Eastern Washington has some conditions that may be pretty similar to you and they are huge in apple, pear, and cherry varieties for commercial growers (Check Van Well)
If you're grafting your own, Antonovka is probably a good apple stock, which they have at Lawyer.
From the USDA zone map, I'd guestimate you're somewhere in either a zone 5 or maybe a zone 4 area. That assumes you're not on a higher mountain slope where the temperatures with plumet even lower. Your best bet I think will be apples, which have a few varieties that go all the way down to zone 2 hardyness. Van Well is a good nursery, and I have their trees in my orchard right now. Another good western nursery that sells the kind of stuff homesteaders crave is http://www.burntridgenursery.com/fruitingPlants/index_product.asp?dept=17&parent=7
I through out some names that are amonst the most cold hardy that might perform well in your area.

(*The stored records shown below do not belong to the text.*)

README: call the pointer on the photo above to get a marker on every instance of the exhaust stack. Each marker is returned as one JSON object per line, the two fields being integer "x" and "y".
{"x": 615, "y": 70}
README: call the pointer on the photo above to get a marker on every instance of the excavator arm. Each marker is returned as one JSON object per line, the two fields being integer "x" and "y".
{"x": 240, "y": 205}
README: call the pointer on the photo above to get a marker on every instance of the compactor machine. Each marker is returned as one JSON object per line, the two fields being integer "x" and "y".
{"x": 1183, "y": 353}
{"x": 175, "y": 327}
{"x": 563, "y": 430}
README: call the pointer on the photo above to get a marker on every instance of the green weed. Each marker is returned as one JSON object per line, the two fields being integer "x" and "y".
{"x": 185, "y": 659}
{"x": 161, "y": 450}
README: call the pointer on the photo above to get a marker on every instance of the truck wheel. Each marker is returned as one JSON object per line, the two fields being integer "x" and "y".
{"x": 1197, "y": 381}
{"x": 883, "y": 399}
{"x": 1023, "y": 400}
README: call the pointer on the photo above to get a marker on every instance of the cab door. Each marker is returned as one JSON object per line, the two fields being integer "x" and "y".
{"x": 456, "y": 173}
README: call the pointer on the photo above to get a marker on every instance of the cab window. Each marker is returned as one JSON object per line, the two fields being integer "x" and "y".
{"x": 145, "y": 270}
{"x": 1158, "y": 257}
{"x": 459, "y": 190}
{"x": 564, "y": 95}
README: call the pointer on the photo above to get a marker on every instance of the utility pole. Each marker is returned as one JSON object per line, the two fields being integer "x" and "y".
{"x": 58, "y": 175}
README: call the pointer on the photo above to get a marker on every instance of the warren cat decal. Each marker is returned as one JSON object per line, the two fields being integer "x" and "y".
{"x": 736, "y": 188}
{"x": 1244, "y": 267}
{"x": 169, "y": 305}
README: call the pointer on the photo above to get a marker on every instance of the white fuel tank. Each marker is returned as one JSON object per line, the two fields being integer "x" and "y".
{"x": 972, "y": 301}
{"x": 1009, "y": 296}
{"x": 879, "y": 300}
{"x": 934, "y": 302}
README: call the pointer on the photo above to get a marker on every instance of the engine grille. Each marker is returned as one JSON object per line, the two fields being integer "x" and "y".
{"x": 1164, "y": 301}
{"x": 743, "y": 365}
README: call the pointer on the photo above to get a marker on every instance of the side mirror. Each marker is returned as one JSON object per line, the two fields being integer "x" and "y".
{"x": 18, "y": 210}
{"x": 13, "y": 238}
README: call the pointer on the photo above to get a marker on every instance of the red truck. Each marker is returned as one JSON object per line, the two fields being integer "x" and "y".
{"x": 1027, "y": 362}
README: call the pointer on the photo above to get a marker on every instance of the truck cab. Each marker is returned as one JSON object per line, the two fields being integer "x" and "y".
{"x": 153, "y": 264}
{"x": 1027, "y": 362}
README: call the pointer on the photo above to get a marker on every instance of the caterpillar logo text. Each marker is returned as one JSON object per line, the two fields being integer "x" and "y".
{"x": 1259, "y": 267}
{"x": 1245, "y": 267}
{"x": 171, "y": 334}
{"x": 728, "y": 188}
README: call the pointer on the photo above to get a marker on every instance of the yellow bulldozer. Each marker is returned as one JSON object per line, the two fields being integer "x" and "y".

For apples, look at Transparent, Gravenstein, Honeycrisp, Spartan, and Norther Spy. As Eric mentions try to get Antonovka rootstock. It's the most cold hardy. Montrose apricot, Reliance Peach, and Vetern Peach might work. For plums, skip the Japanese, but look at European plums like Stanley, Superior, and Green Gage. A few more choices might include American persimmon, and Northstar Cherry.
Site selection might be very involved. In general, for cold climates, plant on the north side of a hill. The south side warms faster and stimulates earlier bub-break. You don't want that. A northern slope will slow budbreak till after late killing frosts have passed.